3 - No caso em exame, o cerne da controvérsia cinge-se em aferir se o concurso realizado pela autora, ora apelada, prescindia de autorização prévia do Ministério da Fazenda, a teor do disposto no art. 3º, inciso II, da Lei nº 5.768, de 20 de dezembro de 1971.

4 - Observa-se, no caso em exame, à leitura do Regulamento, que o concurso realizado pela autora, ora apelada, obedeceu aos ditames do art. 3º, inc. II, Lei nº 5.768/71, bem como ao disposto no Decreto nº 70.951/72 que, ao regulamentar a referida lei, assim prescreveu em seu art. 30: "Independe de autorização a distribuição gratuita de prêmios em razão do resultado de concurso exclusivamente cultural, artístico, desportivo ou recreativo, desde que não haja subordinação a qualquer modalidade de álea ou pagamento pelos concorrentes, nem vinculação destes ou dos contemplados à aquisição ou uso de qualquer bem, direito ou serviço".
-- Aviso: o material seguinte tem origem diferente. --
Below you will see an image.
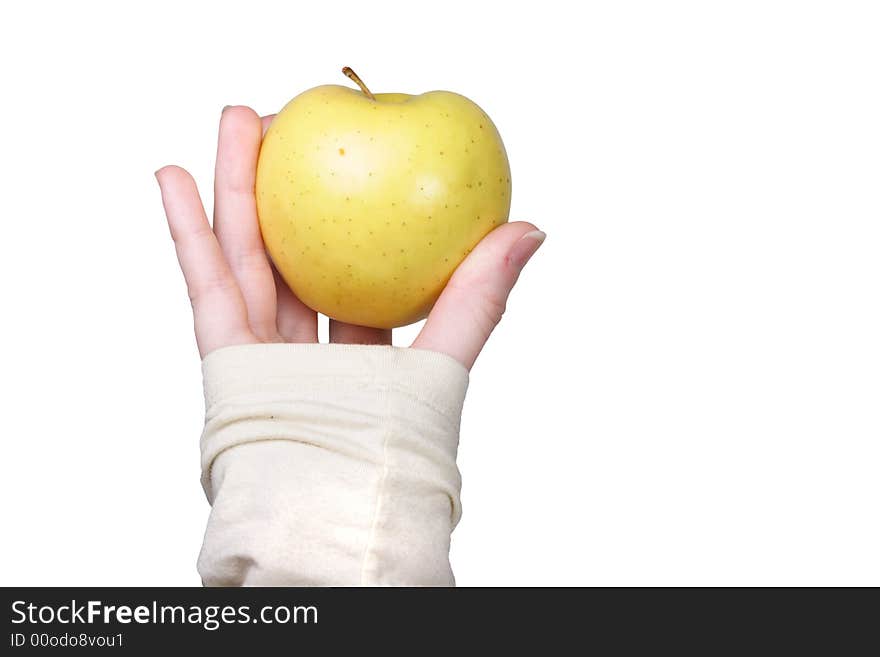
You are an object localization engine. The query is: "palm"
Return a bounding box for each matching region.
[156,107,543,368]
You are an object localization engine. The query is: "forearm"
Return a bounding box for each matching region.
[193,344,467,585]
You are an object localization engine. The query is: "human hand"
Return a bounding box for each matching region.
[156,106,545,369]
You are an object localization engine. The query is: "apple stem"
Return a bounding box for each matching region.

5 - Verifica-se tratar de concurso de caráter cultural e artístico, patrocinado pela autora em razão da data comemorativa do dia dos pais, objetivando premiar aquele que apresentasse a fotografia mais original, criativa e adequada àquela data, cuja avaliação e seleção competiam a uma comissão julgadora que levaria em consideração os critérios exclusivamente "artístico e técnico" dos recursos fotográficos. Como ficou demonstrado, a participação era gratuita e independia de consumo de produtos ou serviços da empresa autora ou das realizadoras do evento.

6 - Insta salientar que o fato de constar do Regulamento informação acerca do que "não está incluído no prêmio" (item 3.3.4), não representa ônus na entrega do prêmio ao participante vencedor, mas, sim, possui caráter eminentemente informativo, o que, ressalte-se, é dever da organizadora do concurso, mormente considerando a necessidade de divulgação prévia de todo o processo para fins de esclarecimento, transparência, e responsabilidade. Ressalte-se que o objeto do prêmio encontra-se claramente delineado no item 3.1, qual seja, "Uma Viagem para Cidade do México e Cancun com direito a um acompanhante".
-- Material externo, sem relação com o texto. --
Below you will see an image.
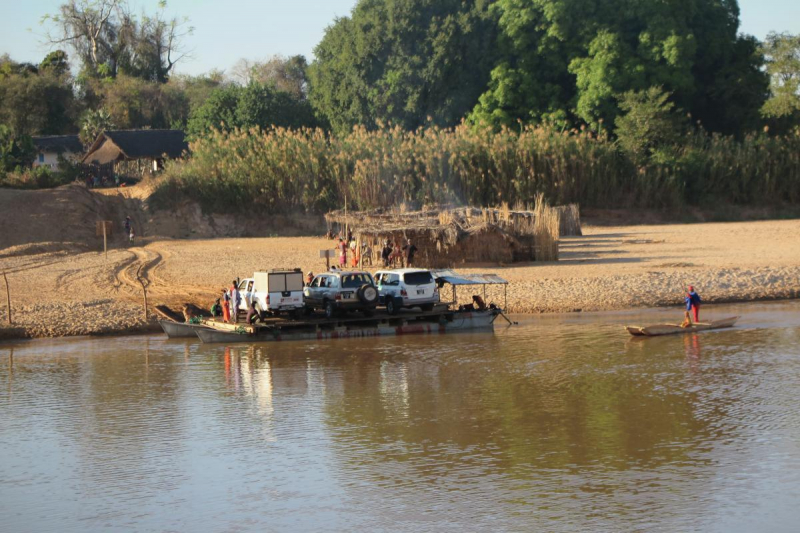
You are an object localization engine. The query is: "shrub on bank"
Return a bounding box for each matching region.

7 - Outrossim, no que alude a constar do Regulamento o nome/logotipo das realizadoras do evento, também verifica-se o caráter informativo ao participante do evento, ao qual interessa dispor de informação acerca da companhia aérea (Aeromexico) que será utilizada na viagem objeto do prêmio, o hotel em que ficará hospedado (Hotel Fiesta Americana Reforma e Hotel Fiesta Americana Condesa), o local de reserva das passagens aéreas (Boscovich Turismo), enfim, tudo que se refere à viagem, não descaracterizando tal informe, por si só, o cunho exclusivamente artístico do concurso, tampouco caracterizando caráter propagandístico e publicitário a simples menção, no Regulamento, dos nomes das realizadoras, as quais encontram-se intrinsecamente envolvidas na realização do evento e do prêmio.

8 - Desse modo, demonstrada nos autos a aplicação da exceção prevista no art. 3º, inc. II, da Lei nº 5.768/71, ao concurso veiculado pela empresa autora, não é devida a multa aplicada à apelada.
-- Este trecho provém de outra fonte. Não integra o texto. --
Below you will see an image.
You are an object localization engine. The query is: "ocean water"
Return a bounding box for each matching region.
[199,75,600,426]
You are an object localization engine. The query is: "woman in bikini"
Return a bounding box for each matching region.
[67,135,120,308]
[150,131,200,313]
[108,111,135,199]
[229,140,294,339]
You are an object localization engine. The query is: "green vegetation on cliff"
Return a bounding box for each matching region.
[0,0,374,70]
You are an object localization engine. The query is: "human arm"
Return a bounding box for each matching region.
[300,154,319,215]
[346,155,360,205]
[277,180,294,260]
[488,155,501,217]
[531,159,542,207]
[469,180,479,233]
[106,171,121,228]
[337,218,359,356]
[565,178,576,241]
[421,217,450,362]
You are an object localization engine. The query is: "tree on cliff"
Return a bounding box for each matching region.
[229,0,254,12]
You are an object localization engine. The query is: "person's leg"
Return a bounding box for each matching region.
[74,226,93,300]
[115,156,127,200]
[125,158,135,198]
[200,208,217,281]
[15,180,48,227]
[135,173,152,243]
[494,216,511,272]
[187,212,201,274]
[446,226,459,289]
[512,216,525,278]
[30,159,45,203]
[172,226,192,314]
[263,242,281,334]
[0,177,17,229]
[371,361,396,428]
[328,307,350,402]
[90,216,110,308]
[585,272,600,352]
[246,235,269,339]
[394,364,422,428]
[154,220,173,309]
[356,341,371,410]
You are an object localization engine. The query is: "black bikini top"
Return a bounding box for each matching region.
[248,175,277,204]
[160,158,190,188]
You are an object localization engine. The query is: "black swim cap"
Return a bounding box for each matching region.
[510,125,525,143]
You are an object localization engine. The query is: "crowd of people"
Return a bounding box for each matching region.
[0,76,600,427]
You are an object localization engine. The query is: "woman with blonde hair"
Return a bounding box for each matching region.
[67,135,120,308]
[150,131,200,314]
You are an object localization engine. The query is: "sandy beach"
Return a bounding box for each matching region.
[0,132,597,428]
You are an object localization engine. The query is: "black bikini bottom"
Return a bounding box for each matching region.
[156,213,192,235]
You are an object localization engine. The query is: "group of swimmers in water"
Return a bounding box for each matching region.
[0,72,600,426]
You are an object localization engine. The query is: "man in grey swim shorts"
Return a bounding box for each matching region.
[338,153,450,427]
9 - Apelações não providas.”

(AC 0005704-22.2011.4.03.6100/SP, Rel. Des. Federal NERY JUNIOR, D.E. 03/02/2015)

 

Este último processo, inclusive, é da mesma empresa autora deste feito, e se refere ao concurso idêntico realizado no mês de agosto do mesmo ano, em alusão ao dia dos pais.

Destarte, merece reforma a sentença impugnada para julgar procedente o pedido da autora e anular a multa aplicada pela Caixa Econômica Federal - Centralizadora de Promoções Comerciais, condenando, em decorrência, ambos os réus no reembolso das custas processuais e no pagamento de honorários advocatícios equivalentes a 10% do valor atualizado da causa, devendo cada um deles arcar com a metade dos valores.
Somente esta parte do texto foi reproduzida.